Hey folks. I need a favor.
I’m asking you all for some kind of accountability. I have been spiraling for a good solid two weeks now and I have probably wrecked a couple of friendships over it. I learned all about some trigger points I have and how they affect me. This was a really bad one. It’s had me yelling at people I love, being unreasonable, being combative and reactionary, crying, isolating, and basically being a complete fucking nightmare. I’m only just now coming out of it, and I’m still feeling a bit hypersensitive.
I’ve considered meds (but found the risks more than I’m comfortable with given my current situation) and I go to therapy, and right now I’m on a waiting list for a cognitive behavioral therapy program (that honestly seems like the best tool I’m going to find). That being said, in the short term my coping skills suck. The only thing that I know for a fact works for me with any regularity is exercise and getting outdoors. Of course I have an excuse for that too and I haven’t been working out because I have some negative body issues, I don’t deal well with street harassment (especially the “are you trans?” and “you look like a man” type that I’ve encountered on my runs in the past) so I’ve been avoiding it.

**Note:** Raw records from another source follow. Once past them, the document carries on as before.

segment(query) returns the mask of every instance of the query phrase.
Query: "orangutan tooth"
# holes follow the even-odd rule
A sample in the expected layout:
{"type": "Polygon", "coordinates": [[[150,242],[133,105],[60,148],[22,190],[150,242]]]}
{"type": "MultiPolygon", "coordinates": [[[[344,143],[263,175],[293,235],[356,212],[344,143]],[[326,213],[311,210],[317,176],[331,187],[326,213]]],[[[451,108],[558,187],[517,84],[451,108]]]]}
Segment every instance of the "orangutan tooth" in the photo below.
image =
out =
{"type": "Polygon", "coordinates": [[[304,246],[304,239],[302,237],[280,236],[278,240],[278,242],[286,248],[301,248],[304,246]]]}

Basically, I need to start exercising again because it’s the only surefire tool I have in the short term. I don’t want to turn this into a fitness blog, and I don’t want to upset anyone with posts about body composition (or recomposition), weight, or running/exercise posts, but I do want to start keeping a sort of daily fitness/wellness check-in. I’d like to know what people’s thoughts are on a post a day about my personal exercise goals being part of the normal feed here. You can respond to the post or in an ask.
Thanks in advance. I know a lot of folks have expressed interest in trying to help me in various ways, and this kind of accountability is a real concrete thing that you all can help me with, but only if you’re ok with it.